Das Schulgeld für den Besuch einer kostenpflichtigen privaten Bildungseinrichtung ist keine mit der Erzielung von BAföG-Leistungen verbundene Aufwendung, weil es nicht durch die Einkommenserzielung bedingt ist.

 

Tenor

Die Berufung des Klägers gegen das Urteil des Sozialgerichts Berlin vom 22. Juli 2020 wird zurückgewiesen.

Die Beteiligten haben einander auch für das Berufungsverfahren keine Kosten zu erstatten.

Die Revision wird zugelassen.

 

Tatbestand

Der Kläger begehrt höhere Leistungen zur Sicherung des Lebensunterhalts nach dem Zweiten Buch des Sozialgesetzbuches (SGB II) für die Zeit vom 25. September 2016 bis zum 31. August 2017.

Der am in W geborene Kläger, der seit 2013 die deutsche Staatsangehörigkeit besitzt, wohnte zunächst mit seiner hilfebedürftigen Mutter und seiner Schwester in einem gemeinsamen Haushalt. Ab dem 1. September 2011 mietete er ohne vorherige Zustimmung des zuständigen Grundsicherungsträgers eine eigene Einzimmerwohnung mit einer Wohnfläche von 40,00 Quadratmetern und dezentraler Warmwasserversorgung an, die er auch im streitigen Zeitraum bewohnte. Er hatte eine Bruttowarmmiete von 406,66 EUR zu zahlen.

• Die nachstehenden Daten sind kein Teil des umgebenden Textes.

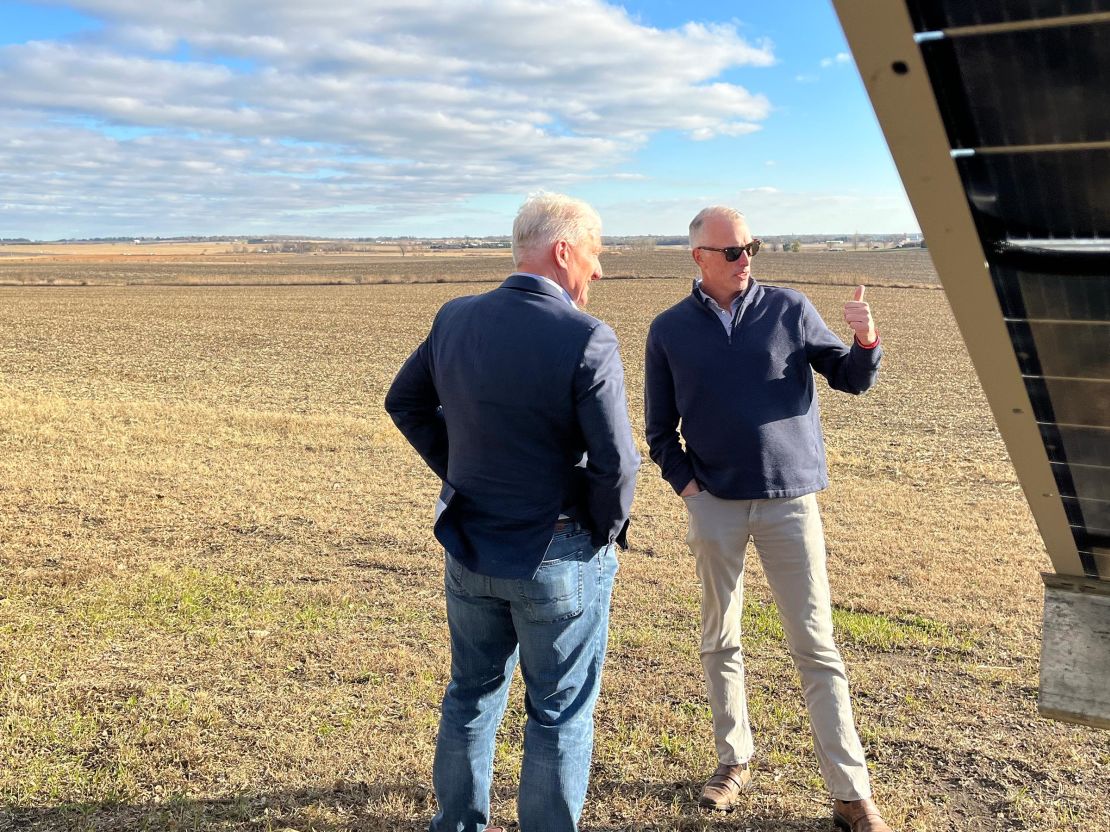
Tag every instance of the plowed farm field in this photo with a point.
(221, 602)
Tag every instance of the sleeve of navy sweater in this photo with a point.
(612, 459)
(414, 406)
(661, 412)
(853, 369)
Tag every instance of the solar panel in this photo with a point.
(998, 115)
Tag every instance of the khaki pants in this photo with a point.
(790, 543)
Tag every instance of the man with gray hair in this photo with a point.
(732, 364)
(516, 401)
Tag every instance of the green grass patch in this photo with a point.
(867, 630)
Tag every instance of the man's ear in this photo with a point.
(561, 253)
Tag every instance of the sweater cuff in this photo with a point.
(871, 345)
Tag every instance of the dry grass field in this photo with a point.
(99, 266)
(221, 602)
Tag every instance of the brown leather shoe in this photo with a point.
(858, 815)
(724, 789)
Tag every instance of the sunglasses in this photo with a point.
(733, 252)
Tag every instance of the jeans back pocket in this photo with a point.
(556, 592)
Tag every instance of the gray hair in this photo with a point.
(546, 217)
(698, 222)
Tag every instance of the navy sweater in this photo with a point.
(746, 399)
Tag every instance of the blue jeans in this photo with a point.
(556, 627)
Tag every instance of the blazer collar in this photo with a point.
(530, 283)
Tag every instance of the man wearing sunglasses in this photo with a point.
(730, 366)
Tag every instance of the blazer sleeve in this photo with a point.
(661, 414)
(612, 459)
(413, 404)
(850, 369)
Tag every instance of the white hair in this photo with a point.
(698, 222)
(546, 217)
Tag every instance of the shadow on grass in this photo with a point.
(372, 808)
(678, 800)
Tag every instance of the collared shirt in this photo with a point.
(725, 315)
(566, 295)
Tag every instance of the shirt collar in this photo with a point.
(713, 304)
(566, 295)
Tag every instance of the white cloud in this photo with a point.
(770, 211)
(839, 59)
(281, 109)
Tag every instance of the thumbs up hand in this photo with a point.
(858, 316)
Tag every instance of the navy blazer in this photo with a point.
(516, 401)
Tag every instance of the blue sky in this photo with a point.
(362, 118)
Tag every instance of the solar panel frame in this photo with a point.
(986, 246)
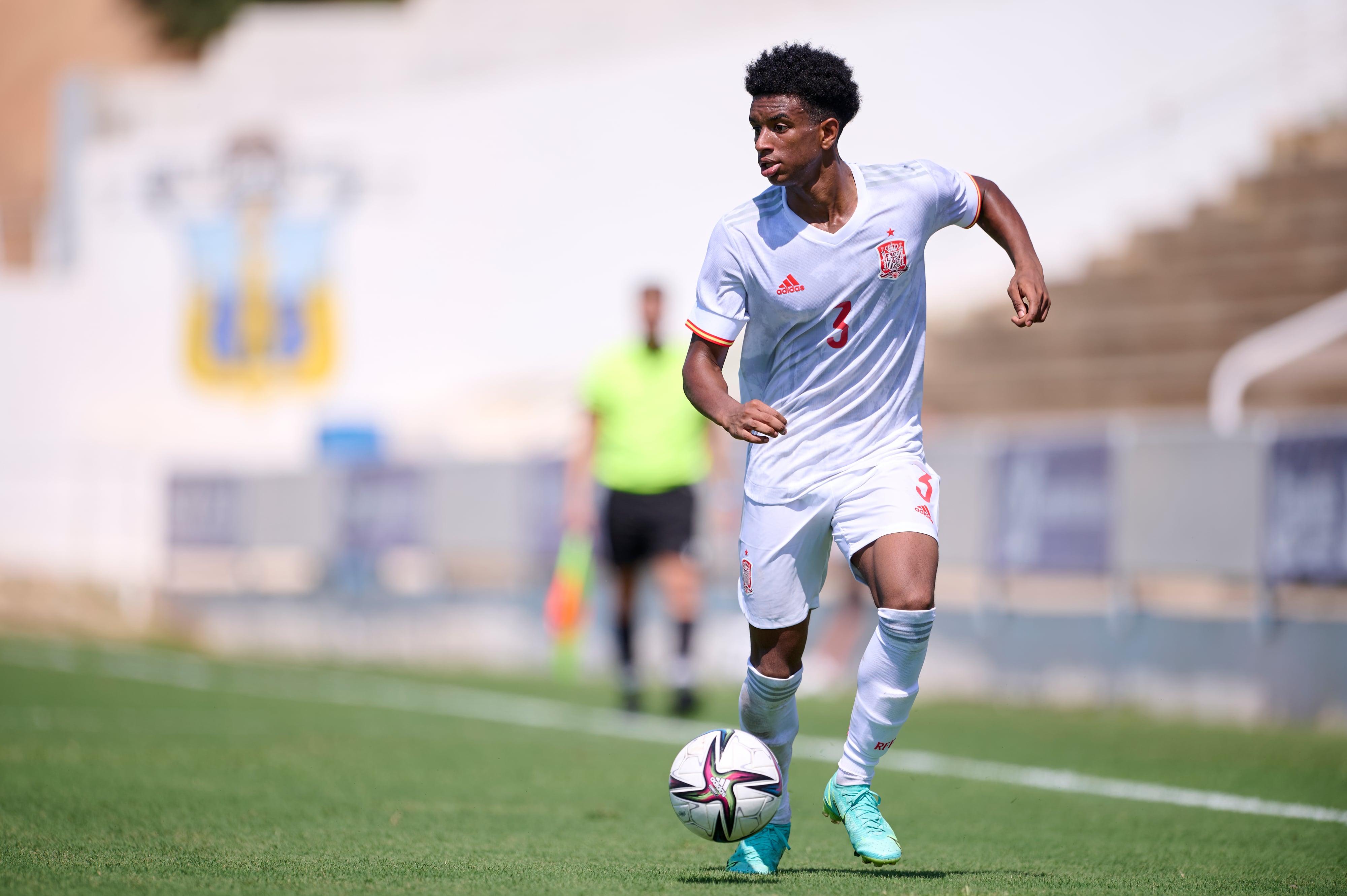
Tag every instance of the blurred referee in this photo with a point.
(647, 446)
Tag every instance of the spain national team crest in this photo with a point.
(894, 259)
(257, 230)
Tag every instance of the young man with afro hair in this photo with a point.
(825, 275)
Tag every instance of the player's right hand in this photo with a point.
(755, 422)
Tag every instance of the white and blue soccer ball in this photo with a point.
(725, 786)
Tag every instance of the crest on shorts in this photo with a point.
(894, 259)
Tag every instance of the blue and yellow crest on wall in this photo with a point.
(261, 312)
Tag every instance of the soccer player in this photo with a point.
(647, 446)
(825, 275)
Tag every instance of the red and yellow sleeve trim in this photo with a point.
(708, 336)
(979, 188)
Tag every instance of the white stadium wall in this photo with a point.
(511, 189)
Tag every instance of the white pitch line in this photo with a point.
(385, 692)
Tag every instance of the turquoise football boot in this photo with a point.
(859, 809)
(762, 853)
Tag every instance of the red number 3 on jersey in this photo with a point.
(840, 325)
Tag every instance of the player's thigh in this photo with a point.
(783, 561)
(888, 527)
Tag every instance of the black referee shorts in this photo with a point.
(636, 527)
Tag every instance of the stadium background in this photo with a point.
(457, 203)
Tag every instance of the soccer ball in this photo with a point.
(725, 786)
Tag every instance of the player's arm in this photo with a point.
(704, 383)
(1003, 223)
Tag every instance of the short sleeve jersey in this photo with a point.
(650, 438)
(834, 324)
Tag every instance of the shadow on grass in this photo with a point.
(732, 877)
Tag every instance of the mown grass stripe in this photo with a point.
(386, 692)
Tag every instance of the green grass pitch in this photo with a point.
(117, 786)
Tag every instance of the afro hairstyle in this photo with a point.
(820, 79)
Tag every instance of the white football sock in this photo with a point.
(886, 689)
(767, 710)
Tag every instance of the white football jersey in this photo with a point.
(834, 323)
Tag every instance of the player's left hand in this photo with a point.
(1030, 296)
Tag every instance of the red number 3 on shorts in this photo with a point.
(840, 325)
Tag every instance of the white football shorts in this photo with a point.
(785, 547)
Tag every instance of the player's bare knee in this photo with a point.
(911, 597)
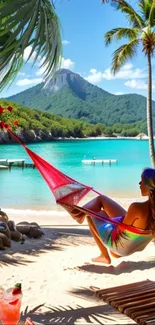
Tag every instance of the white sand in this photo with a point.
(57, 271)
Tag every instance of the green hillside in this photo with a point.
(71, 96)
(34, 125)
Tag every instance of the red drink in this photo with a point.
(10, 308)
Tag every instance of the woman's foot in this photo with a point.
(102, 259)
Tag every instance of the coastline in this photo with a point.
(55, 214)
(57, 273)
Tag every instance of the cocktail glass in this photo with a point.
(9, 307)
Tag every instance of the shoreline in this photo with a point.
(56, 215)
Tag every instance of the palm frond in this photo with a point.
(133, 17)
(152, 15)
(119, 33)
(148, 41)
(145, 7)
(123, 53)
(26, 23)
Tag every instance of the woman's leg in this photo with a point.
(102, 202)
(107, 207)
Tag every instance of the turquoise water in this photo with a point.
(25, 188)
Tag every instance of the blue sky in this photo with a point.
(83, 25)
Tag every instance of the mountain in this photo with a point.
(69, 95)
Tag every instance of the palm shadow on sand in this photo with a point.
(123, 267)
(54, 239)
(102, 314)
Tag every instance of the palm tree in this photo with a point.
(28, 23)
(142, 31)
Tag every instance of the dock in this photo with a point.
(96, 161)
(9, 163)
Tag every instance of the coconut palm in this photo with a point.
(141, 32)
(32, 25)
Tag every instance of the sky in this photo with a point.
(83, 26)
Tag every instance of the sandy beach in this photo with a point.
(58, 277)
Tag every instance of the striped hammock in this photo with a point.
(120, 238)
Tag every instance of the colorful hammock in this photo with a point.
(120, 238)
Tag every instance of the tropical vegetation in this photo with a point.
(141, 32)
(30, 25)
(77, 99)
(57, 126)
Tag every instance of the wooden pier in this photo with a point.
(9, 163)
(96, 161)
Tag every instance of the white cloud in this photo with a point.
(21, 74)
(67, 64)
(94, 76)
(118, 93)
(65, 42)
(126, 72)
(27, 53)
(25, 82)
(40, 71)
(138, 84)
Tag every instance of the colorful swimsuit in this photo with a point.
(120, 241)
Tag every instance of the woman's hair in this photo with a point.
(148, 176)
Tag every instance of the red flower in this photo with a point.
(15, 122)
(2, 109)
(7, 126)
(10, 108)
(2, 125)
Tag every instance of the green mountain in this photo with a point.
(34, 125)
(71, 96)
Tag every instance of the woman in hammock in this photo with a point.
(139, 214)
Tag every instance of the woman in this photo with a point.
(139, 214)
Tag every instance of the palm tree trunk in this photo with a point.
(149, 113)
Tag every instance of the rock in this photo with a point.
(17, 236)
(35, 232)
(3, 216)
(4, 229)
(6, 242)
(23, 227)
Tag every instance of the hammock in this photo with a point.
(120, 238)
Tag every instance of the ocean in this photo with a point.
(26, 189)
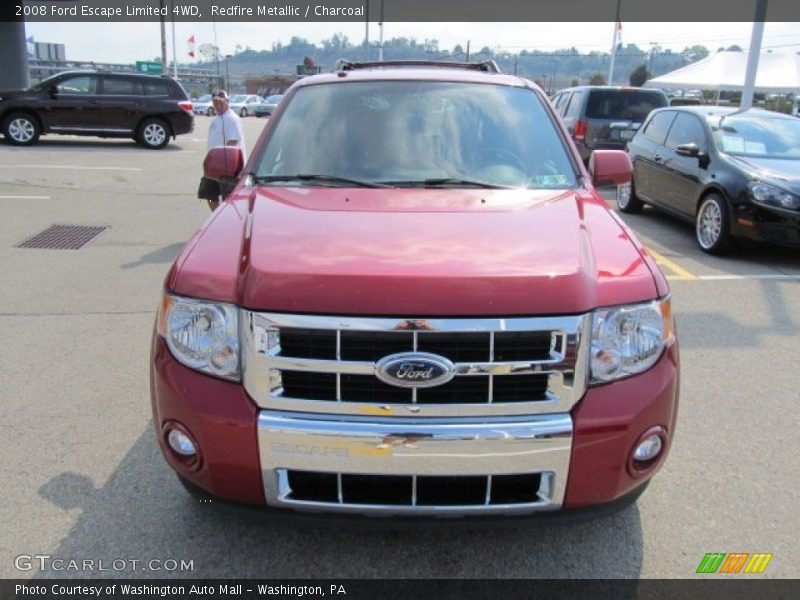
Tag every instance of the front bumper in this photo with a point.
(247, 453)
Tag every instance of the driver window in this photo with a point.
(84, 84)
(686, 130)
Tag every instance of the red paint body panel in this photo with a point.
(608, 422)
(415, 252)
(221, 418)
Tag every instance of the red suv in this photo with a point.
(414, 303)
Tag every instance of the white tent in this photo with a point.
(777, 73)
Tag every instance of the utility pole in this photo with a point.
(380, 47)
(366, 37)
(753, 55)
(614, 45)
(174, 51)
(164, 66)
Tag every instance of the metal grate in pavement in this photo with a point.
(64, 237)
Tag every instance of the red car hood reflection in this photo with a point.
(414, 252)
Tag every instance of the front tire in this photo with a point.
(627, 201)
(21, 129)
(153, 134)
(712, 226)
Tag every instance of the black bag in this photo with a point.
(208, 189)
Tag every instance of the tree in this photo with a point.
(639, 75)
(597, 79)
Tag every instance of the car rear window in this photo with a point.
(156, 88)
(403, 133)
(633, 105)
(121, 86)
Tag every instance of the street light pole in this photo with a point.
(380, 47)
(227, 74)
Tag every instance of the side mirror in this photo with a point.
(610, 166)
(223, 162)
(690, 149)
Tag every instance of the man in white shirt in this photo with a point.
(225, 130)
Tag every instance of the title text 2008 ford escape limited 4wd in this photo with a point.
(414, 303)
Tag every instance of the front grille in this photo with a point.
(458, 347)
(366, 388)
(501, 365)
(413, 490)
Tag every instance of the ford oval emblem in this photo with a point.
(415, 370)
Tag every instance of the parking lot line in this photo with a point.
(70, 167)
(752, 277)
(678, 273)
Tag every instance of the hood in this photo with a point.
(782, 172)
(414, 252)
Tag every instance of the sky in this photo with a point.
(129, 42)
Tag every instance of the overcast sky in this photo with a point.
(128, 42)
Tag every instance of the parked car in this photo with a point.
(605, 117)
(414, 303)
(731, 173)
(204, 106)
(269, 104)
(244, 104)
(150, 109)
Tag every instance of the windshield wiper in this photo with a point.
(318, 178)
(448, 181)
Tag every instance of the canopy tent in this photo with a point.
(777, 73)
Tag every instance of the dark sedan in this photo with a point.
(732, 173)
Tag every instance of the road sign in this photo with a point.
(149, 67)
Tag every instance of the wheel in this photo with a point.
(712, 228)
(627, 201)
(153, 134)
(21, 129)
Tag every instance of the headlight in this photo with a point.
(764, 193)
(202, 335)
(627, 340)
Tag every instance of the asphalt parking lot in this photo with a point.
(84, 479)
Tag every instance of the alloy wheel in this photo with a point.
(709, 224)
(154, 134)
(21, 130)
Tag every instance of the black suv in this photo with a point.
(147, 108)
(605, 117)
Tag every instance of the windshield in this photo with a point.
(412, 133)
(632, 105)
(758, 136)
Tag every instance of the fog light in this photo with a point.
(181, 443)
(647, 452)
(648, 449)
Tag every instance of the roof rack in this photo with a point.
(488, 66)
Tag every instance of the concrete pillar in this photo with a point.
(13, 56)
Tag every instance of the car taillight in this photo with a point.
(580, 130)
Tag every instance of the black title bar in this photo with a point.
(95, 11)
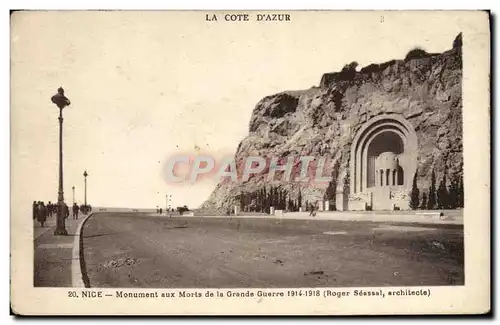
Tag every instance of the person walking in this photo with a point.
(75, 211)
(35, 210)
(312, 213)
(42, 213)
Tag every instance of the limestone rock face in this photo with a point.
(323, 121)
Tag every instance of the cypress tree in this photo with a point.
(415, 194)
(431, 200)
(442, 194)
(453, 196)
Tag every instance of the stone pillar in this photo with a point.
(320, 206)
(339, 201)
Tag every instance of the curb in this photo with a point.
(76, 269)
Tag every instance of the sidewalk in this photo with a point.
(410, 217)
(53, 255)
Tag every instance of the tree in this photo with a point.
(442, 194)
(431, 201)
(453, 197)
(415, 194)
(424, 201)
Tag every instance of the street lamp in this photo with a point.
(85, 176)
(61, 102)
(168, 199)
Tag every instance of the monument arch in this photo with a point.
(383, 162)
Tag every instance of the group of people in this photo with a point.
(42, 211)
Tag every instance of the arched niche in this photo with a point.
(383, 133)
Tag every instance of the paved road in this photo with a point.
(134, 250)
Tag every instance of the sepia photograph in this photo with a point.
(329, 158)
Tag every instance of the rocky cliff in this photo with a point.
(424, 88)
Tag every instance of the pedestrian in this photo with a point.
(41, 213)
(35, 208)
(65, 211)
(75, 211)
(312, 213)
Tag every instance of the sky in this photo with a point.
(145, 86)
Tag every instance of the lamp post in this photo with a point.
(61, 102)
(168, 200)
(85, 174)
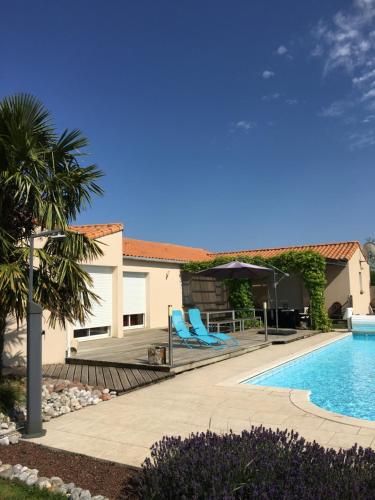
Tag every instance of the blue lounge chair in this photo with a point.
(188, 339)
(200, 330)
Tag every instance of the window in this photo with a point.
(133, 320)
(91, 332)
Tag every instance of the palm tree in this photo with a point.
(43, 185)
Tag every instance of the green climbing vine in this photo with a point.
(308, 264)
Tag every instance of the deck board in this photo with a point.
(99, 376)
(132, 380)
(108, 382)
(92, 376)
(124, 379)
(116, 379)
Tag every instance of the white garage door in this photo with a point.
(100, 321)
(134, 297)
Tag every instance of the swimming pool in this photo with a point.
(340, 376)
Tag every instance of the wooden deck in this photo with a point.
(131, 350)
(121, 364)
(114, 378)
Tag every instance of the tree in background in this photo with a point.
(43, 185)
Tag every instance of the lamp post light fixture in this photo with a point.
(34, 348)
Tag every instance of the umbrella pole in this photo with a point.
(276, 303)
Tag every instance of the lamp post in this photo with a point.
(34, 348)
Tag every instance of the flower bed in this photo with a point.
(259, 463)
(100, 477)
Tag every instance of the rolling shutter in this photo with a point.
(134, 293)
(102, 286)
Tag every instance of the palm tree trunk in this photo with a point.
(3, 322)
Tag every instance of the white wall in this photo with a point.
(163, 288)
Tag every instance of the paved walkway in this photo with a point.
(123, 429)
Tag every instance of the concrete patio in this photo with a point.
(123, 429)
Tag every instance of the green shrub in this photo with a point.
(256, 464)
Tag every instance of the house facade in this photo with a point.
(137, 280)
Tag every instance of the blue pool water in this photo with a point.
(340, 376)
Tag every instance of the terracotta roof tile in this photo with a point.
(162, 251)
(98, 230)
(335, 251)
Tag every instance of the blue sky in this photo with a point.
(218, 124)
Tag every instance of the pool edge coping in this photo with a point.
(298, 397)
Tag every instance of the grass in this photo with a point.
(15, 490)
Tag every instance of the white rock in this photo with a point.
(75, 493)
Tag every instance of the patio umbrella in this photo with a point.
(241, 270)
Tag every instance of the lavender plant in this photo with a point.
(259, 463)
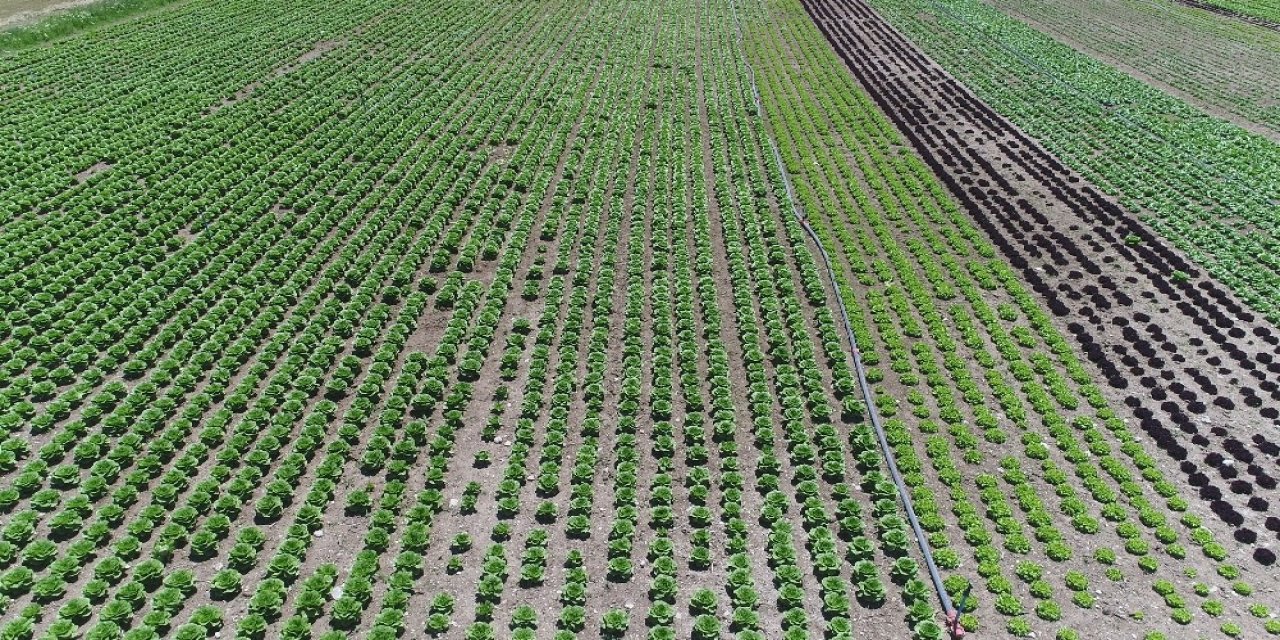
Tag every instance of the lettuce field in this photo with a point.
(581, 319)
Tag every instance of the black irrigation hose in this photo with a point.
(849, 332)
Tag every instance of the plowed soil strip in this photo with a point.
(1187, 359)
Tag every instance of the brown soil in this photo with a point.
(1184, 357)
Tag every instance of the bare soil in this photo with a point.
(1184, 357)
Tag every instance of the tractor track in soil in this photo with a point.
(1193, 366)
(1237, 16)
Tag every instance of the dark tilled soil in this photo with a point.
(1194, 369)
(1251, 19)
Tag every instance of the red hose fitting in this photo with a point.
(952, 625)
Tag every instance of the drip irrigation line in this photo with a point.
(859, 369)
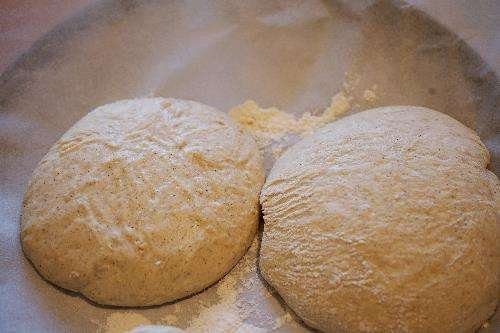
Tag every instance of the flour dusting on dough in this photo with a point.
(119, 322)
(275, 130)
(271, 123)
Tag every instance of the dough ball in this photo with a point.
(143, 202)
(384, 221)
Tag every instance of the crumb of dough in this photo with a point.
(268, 124)
(119, 322)
(370, 96)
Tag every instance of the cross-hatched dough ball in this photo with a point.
(384, 221)
(143, 201)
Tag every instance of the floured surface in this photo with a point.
(384, 221)
(288, 54)
(275, 130)
(143, 201)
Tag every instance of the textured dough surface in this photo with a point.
(384, 221)
(143, 201)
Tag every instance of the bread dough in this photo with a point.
(384, 221)
(143, 201)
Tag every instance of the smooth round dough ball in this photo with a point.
(384, 221)
(156, 329)
(143, 202)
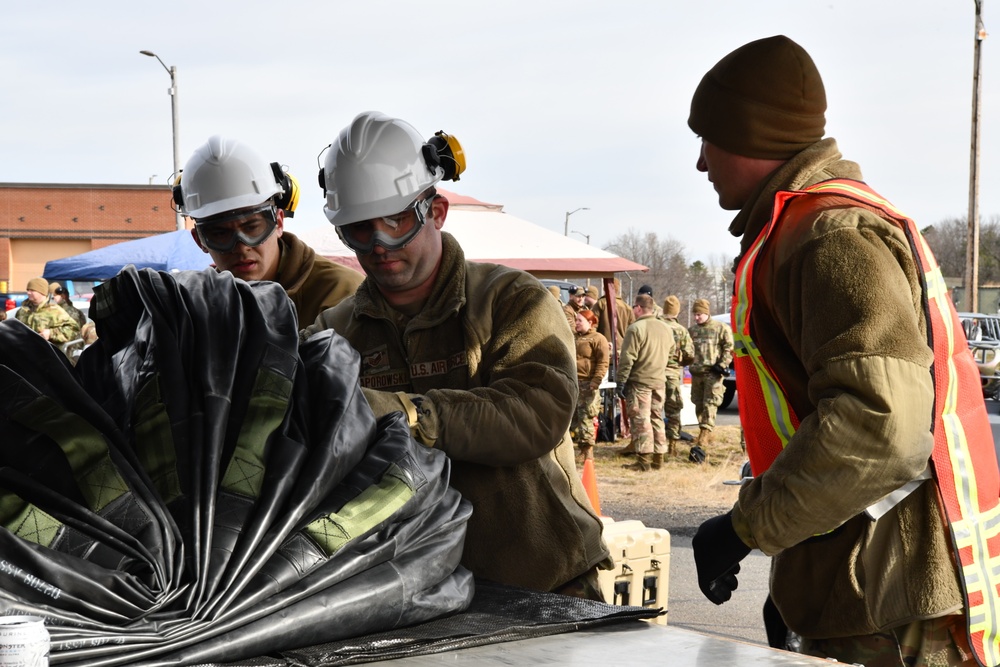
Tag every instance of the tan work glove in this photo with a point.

Am 3. September 2015 beantragte der Kläger bei dem Beklagten einen Bildungsgutschein für eine beabsichtigte Ausbildung zum Physiotherapeuten. Der Beklagte lehnte den Antrag mit Bescheid vom 3. September 2015 ab.

Am 1. Oktober 2015 nahm der Kläger die Ausbildung zum staatlich anerkannten Physiotherapeuten an einer privaten Berufsfachschule auf. Die Ausbildungsgebühren betrugen zunächst monatlich 300,00 EUR und anschließend im streitigen Zeitraum 350,00 EUR. Für die Monatskarten des öffentlichen Nahverkehrs wandte er jeweils 44,50 EUR auf.

Der Kläger erhielt laufende Leistungen nach dem Bundesausbildungsförderungsgesetz (BAföG), und zwar in der Zeit vom 1. Oktober 2015 bis zum 30. September 2016 in Höhe von 465,00 EUR und vom 1. Oktober 2016 bis zum 30. September 2017 in Höhe von 504,00 EUR. Zudem bezog er bis zum 30. September 2016 Kindergeld in Höhe von 190,00 EUR.

Auf den am 5. September 2016 eingegangenen Leistungsantrag des Klägers gewährte ihm der Beklagte mit Bescheid vom 14. Oktober 2016 laufende Leistungen zur Sicherung des Lebensunterhalts für die Zeit vom 1. September 2016 bis zum 31. August 2017, und zwar 45,19 EUR für den Monat September 2016 und jeweils 415,95 EUR für die Monate Oktober 2016 bis August 2017. Hinsichtlich der Bedarfe für Unterkunft und Heizung für die Zeit vom 1. September 2016 bis zum 24. September 2016 lehnte er den Antrag jedoch mit der Begründung ab, dass der Kläger vor der Vollendung seines 25. Lebensjahres am 25. September 2016 ohne Zustimmung des Beklagten aus dem Haushalt seiner Mutter ausgezogen sei. Bei der Bewilligung der Leistungen berücksichtigte der Beklagte monatlich für die Zeit bis zum 24. September 2016 einen Regelbedarf in Höhe von 340,00 EUR und ab dem 25. September 2016 in Höhe von 404,00 EUR sowie einen Mehrbedarf für dezentrale Warmwasserzeugung in Höhe von 9,29 EUR sowie einen Bedarf für Unterkunft und Heizung in Höhe von 406,66 EUR. Der Mehrbedarf für dezentrale Warmwasserzeugung und der Bedarf für Unterkunft und Heizung wurden für den Monat September nur anteilig berücksichtigt. Auf die Bedarfe rechnete der Beklagte im gesamten Bewilligungszeitraum die Leistungen der Ausbildungsförderung von 504,00 EUR nach Absetzung einer Aufwendungspauschale von 100,00 EUR und im September 2016 auch das Kindergeld als Einkommen an.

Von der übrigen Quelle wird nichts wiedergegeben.